Bakula has to decline science fiction roles sometimes, as difficult as it is for him. “I just can’t keep doing [science fiction] over and over and over again,” he said.
Part of working on a science fiction show or movie is dealing with science fiction fandom. “Well you know,” said Bakula, “science fiction fans. If they love you, they’ve, you’ve got them…If you’re in, you know, then you’re in forever. And they’re demanding fans. They expect that you be honest in your science fiction, and correct in your science fiction. And they expect you to be available, and a part of the world of science fiction. And they claim you. So, there’s kind of a responsibility about that.”
Going into Star Trek: Enterprise, Bakula was prepared for the demands of its fandom. “I knew when I took Enterprise that I was perpetuating that,” he said. “But they’re loyal, and they ask you to be really good. And they really watch. And, you know, for a performer, that’s, you can’t really ask for more than that. They’re not casual. They’re intent. And you better have, you better not screw up your facts, your logic, they’ll ring you up on that one. And so, you know, that’s who you work for. We work for our fans, and for an audience. And so I love them. They’ve been great to me.”

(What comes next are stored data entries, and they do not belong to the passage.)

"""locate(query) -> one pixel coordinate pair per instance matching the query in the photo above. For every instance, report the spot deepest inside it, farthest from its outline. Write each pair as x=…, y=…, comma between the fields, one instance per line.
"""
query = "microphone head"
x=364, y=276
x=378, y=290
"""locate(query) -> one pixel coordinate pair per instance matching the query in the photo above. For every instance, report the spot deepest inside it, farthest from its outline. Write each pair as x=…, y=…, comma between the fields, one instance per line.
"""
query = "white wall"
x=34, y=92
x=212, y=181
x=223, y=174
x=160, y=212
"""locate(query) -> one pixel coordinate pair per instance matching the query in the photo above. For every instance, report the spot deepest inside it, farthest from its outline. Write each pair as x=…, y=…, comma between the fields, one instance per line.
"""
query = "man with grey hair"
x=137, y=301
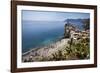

When asked about the rumor that Quantum Leap, another series on which he worked, might be rebooted, Bakula laughed. “That rumor’s always out there,” he said, admitting that he would like to see it happen. “It would be fun. I would always, you know, you talk about this stuff, and you’d have to see how it would manifest, you know? In terms of a script. And, I always have joked that they’ll do it, but it won’t be with me and Dean, you know? Because that’s just the way that Hollywood is. If they did a feature, they would recast it. And make it better.”
Bakula also gave a video interview to Collider.com where he spoke about his role in the Steven Soderbergh movie The Informant, Quantum Leap, Chuck, Men of a Certain Age and a bit about Star Trek XI.